Two dice arc rolled once. Find the probability of getting such numbers on the two dice, whose product is 12.

Given: Two dice.

To do: To find the probability of getting such numbers on the both dice, whose product is 12, when two dice are rolled.

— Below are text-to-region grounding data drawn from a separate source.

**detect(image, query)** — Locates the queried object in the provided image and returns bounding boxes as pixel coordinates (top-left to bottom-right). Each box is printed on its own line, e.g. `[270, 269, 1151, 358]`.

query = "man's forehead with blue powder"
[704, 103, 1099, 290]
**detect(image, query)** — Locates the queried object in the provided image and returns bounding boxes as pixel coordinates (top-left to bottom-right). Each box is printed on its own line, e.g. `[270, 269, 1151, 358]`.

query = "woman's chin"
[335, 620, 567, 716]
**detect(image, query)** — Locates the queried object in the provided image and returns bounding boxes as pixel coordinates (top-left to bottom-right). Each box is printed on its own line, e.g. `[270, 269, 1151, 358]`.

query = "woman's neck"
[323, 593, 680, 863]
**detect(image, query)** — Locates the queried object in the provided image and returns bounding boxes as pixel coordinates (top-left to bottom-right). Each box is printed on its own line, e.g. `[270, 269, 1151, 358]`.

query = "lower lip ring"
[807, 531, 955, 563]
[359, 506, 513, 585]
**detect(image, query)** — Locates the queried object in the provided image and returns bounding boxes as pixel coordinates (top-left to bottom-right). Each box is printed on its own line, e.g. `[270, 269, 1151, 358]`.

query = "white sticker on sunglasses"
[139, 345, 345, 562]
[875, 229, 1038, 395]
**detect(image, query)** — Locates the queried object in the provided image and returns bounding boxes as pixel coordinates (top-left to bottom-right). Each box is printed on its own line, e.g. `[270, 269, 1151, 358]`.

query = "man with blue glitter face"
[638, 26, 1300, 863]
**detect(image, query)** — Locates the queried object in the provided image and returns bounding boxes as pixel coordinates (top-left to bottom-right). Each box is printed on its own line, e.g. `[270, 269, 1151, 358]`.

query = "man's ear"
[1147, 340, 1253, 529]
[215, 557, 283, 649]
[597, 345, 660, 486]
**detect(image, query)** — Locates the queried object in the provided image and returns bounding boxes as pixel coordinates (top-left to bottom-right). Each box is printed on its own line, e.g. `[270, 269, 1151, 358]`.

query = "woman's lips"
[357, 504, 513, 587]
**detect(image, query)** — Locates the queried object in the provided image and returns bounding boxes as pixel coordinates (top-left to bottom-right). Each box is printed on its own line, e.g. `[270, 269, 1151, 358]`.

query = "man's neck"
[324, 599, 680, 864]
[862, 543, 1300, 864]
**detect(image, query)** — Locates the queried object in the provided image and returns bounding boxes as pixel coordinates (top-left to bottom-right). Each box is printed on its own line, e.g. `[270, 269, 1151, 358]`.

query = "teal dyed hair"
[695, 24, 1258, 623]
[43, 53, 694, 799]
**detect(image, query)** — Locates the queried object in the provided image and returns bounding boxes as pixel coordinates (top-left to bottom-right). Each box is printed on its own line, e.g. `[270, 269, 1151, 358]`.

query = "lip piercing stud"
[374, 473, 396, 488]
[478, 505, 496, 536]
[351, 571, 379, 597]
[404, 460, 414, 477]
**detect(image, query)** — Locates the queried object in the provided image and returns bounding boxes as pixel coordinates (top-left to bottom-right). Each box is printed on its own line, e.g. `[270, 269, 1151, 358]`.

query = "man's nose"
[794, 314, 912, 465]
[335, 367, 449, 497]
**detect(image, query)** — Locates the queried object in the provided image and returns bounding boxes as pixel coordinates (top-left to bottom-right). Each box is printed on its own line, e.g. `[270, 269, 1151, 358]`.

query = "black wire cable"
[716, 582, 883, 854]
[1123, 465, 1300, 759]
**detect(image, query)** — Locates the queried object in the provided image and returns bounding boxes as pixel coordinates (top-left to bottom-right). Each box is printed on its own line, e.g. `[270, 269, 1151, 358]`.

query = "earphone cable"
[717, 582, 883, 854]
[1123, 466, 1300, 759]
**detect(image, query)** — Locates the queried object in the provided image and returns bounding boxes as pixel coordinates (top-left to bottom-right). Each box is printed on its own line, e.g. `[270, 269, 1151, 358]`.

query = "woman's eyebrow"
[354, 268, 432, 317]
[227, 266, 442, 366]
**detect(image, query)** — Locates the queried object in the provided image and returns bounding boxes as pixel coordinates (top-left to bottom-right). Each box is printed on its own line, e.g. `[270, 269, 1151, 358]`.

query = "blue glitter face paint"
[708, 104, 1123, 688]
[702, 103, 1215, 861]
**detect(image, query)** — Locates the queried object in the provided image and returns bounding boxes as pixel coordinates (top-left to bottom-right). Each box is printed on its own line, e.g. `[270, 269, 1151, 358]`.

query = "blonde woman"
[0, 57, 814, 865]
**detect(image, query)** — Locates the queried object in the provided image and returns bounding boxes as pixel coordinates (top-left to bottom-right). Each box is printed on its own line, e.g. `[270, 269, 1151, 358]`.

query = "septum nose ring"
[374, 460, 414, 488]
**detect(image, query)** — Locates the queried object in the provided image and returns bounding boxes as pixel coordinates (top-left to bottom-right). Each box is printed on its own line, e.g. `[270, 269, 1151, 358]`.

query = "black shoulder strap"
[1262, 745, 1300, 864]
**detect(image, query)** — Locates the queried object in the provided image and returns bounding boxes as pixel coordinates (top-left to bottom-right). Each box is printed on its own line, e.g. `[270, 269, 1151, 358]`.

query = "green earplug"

When two dice are rolled, there are 36 total possible outcomes

{$ ( 1,\ 1) ,\ ( 1,\ 2) ,\ ( 1,\ 3) ,\ ( 1,\ 4) ,\ ( 1,\ 5) ,\ ( 1,\ 6)$ 

$( 2,\ 1) ,\ ( 2,\ 2) ,\ ( 2,\ 3) ,\ ( 2,\ 4) ,\ ( 2,\ 5) ,\ ( 2,\ 6)$ 

$( 3,\ 1) ,\ ( 3,\ 2) ,\ ( 3,\ 3) ,\ ( 3,\ 4) ,\ ( 3,\ 5) ,\ ( 3,\ 6)$ 

$( 4,\ 1) ,\ ( 4,\ 2) ,\ ( 4,\ 3) ,\ ( 4,\ 4) ,\ ( 4,\ 5) ,\ ( 4,\ 6)$

$( 5,\ 1) ,\ ( 5,\ 2) ,\ ( 5,\ 3) ,\ ( 5,\ 4) ,\ ( 5,\ 5) ,\ ( 5,\ 6)$

$( 6,\ 1) ,\ ( 6,\ 2) ,\ ( 6,\ 3) ,( 6,\ 4) ,\ ( 6,\ 5) ,\ ( 6,\ 6)$}

Product of outcomes will be 12 for

$( 2,6) ,\ ( 6,2) ,\ ( 3,4)$ and $( 4,3)$

No. of favourable outcomes $=4\ $

Probability $=\frac{no.\ of\ favourable\ outcomes}{total\ no.\ of\ possible\ outcomes}=\frac{4}{36} =\frac{1}{9}$

Thus, $\frac{1}{9}$ is the probability of getting such numbers on the both dice, whose product is 12, when two dice are rolled.